Christa: Right. Yeah, I mean it’s – there is a little rush to ‘prepare.’ There’s this idea of preparing. You know, preparing kids for school. You know, I can’t speak for other places outside of here, but certainly we know that kindergarten is more like what first grade used to be, and so that trickles down to us. And what parents are thinking about is involved of course.

Tenara: Have you seen that trend change since you started working here?

Christa: I have. However, you know, as things change they swing. So you know, now people are swinging back, thinking more about outdoor classrooms and different, more experiential school set-ups, even all the way through into high school, and different ways to create great schools and so I feel like, it got pretty sort of – the expectations were pretty high on young people for quite a bit. But I think they’re swinging back a little.

Brad: What is a non play-based preschool?

Christa: Well, there are a lot of schools that will, in an effort to follow standards, have really specific curricula for kids. I mean, there are schools that sit everybody down and we all make this at this time, these are the parts that you use to make it. It’s out there for sure. It looks like this, this is what the outcome should be.

Brad: Like, it looks like a sun and it should have a smiley face on it.

Christa: Yeah, like, here are the pieces already cut out.

Brad: So is everything here guided by the child’s sort of curiosity and what they’re after?

Christa: Not everything. No, because, I mean, the teachers are well-informed about child development and they think a lot about what things to introduce at what time. They’re orchestrators in the scene and they’re paying attention to what kids are interested in, and they’re putting out things related to that interest. The kids are moving around the space with whatever is out and available to them, the kids are moving around like, oh I want to go there, I want to go there, so that’s driven. But it’s not that they just walk in and everything is put away and they just go for it. The teachers are part of that process and creating the invitations for play.

Brad: Yeah. I mean, it’s not dissimilar from what we’re doing, and the stage we’re at right now with this piece. Where we’re just like, we have an idea and a provocation and we’re going to put it in front of the audience, and then we’re going to do our best to just be present and just be curious about what’s going on. And we have an outcome that we probably do imagine but if something else happens, that’s okay.
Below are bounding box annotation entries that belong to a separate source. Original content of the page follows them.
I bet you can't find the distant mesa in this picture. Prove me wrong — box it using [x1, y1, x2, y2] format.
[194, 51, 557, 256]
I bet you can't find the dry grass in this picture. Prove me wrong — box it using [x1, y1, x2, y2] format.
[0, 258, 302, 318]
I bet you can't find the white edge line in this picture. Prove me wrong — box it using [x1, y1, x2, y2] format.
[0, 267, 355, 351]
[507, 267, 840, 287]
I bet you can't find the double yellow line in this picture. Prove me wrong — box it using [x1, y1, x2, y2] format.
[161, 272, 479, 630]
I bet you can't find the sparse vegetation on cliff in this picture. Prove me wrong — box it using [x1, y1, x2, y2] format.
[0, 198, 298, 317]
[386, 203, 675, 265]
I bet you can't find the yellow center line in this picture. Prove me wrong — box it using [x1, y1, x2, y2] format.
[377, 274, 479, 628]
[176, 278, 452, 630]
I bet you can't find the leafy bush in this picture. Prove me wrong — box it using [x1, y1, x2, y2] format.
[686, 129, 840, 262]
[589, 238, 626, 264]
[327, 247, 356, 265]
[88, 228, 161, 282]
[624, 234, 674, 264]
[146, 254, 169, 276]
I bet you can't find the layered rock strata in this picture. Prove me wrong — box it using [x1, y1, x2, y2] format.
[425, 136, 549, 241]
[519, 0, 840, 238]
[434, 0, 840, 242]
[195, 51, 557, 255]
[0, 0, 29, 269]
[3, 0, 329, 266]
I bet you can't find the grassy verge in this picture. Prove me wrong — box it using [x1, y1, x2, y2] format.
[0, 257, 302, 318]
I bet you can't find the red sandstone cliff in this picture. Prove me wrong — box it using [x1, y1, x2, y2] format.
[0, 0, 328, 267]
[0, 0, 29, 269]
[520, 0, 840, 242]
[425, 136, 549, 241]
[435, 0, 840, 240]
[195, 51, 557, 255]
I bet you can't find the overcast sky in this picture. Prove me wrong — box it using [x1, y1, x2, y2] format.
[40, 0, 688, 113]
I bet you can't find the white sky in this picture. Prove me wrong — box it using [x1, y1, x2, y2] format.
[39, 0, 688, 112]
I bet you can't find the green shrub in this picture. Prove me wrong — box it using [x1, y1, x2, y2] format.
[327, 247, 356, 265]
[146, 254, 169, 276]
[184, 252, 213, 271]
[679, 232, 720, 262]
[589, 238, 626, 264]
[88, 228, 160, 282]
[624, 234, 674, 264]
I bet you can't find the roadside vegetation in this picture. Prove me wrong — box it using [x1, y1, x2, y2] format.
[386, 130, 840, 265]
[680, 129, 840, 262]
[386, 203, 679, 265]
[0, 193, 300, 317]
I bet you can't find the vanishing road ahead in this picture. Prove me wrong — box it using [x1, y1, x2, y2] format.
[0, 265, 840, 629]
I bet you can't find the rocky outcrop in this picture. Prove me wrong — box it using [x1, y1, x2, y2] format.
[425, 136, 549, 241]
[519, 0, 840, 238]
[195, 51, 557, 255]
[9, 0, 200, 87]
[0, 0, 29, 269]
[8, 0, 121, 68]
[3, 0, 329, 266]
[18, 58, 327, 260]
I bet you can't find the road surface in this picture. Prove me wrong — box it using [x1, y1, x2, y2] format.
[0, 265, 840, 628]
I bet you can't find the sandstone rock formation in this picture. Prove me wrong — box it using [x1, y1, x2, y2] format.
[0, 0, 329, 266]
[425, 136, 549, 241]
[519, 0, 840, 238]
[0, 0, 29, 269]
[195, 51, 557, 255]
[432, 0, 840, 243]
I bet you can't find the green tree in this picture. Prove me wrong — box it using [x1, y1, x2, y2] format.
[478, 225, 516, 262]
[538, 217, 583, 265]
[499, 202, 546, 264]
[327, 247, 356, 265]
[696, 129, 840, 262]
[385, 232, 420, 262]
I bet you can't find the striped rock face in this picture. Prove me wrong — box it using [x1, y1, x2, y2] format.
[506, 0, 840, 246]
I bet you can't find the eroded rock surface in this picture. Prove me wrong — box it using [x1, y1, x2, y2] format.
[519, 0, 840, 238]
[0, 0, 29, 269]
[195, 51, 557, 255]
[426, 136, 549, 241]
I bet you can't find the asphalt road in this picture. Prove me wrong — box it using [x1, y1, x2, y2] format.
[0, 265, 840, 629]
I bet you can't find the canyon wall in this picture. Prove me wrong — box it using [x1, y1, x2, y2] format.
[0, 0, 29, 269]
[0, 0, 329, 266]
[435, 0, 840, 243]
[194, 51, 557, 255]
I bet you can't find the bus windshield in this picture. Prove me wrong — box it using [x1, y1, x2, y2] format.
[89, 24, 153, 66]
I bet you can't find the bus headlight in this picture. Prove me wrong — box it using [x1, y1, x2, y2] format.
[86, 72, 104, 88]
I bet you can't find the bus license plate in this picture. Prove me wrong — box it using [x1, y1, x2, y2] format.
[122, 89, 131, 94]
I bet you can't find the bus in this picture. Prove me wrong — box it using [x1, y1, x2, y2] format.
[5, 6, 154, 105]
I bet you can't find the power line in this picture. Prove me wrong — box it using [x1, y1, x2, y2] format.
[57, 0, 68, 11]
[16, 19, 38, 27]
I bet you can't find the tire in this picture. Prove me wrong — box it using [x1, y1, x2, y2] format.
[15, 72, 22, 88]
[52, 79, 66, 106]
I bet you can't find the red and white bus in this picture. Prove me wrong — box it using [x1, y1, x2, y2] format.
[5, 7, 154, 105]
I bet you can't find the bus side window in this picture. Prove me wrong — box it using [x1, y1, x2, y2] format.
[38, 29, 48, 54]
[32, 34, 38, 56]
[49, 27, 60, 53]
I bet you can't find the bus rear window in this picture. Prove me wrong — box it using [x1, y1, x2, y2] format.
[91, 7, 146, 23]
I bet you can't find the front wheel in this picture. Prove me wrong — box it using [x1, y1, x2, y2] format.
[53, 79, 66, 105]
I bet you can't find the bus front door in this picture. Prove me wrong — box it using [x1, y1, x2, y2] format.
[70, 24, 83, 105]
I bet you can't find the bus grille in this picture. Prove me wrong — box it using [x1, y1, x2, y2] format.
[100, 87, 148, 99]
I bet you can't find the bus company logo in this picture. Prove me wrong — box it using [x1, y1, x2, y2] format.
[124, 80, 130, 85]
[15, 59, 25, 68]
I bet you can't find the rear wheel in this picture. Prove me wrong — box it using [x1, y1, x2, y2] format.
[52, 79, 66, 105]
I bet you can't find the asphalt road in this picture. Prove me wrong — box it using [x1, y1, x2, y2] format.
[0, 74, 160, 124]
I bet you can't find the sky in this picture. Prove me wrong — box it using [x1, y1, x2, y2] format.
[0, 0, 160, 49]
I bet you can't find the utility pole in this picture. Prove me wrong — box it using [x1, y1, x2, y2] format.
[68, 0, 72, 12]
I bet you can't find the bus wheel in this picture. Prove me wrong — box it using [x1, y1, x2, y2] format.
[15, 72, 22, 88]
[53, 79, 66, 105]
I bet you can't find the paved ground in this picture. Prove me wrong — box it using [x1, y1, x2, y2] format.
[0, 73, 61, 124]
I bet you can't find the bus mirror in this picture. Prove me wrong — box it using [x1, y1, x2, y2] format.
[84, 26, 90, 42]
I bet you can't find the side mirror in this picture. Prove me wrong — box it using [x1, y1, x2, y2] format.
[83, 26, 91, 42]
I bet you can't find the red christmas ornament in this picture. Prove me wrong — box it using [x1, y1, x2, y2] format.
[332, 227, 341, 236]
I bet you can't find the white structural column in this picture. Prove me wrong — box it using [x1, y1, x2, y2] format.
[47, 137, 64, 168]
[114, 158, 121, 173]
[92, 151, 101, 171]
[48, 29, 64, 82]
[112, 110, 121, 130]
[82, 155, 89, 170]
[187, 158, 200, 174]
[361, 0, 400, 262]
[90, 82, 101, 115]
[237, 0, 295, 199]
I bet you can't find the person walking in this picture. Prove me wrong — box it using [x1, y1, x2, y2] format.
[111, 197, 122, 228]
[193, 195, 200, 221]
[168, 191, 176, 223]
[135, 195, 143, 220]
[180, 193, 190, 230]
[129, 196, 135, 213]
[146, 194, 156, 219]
Christa: Oh, you’ll always be surprised.

Brad: Yeah, and to be open to that I think is the real fearful thing, the anxiety of like I want to control and I want it to go a certain way. But it’s always better if you just stay in the moment and just follow what’s in front of you. When you’re listening to your audience or your classroom.

Christa: Or to anybody in your life!

Tenara: Yeah, well there’s that too. Hopefully we carry that into adulthood!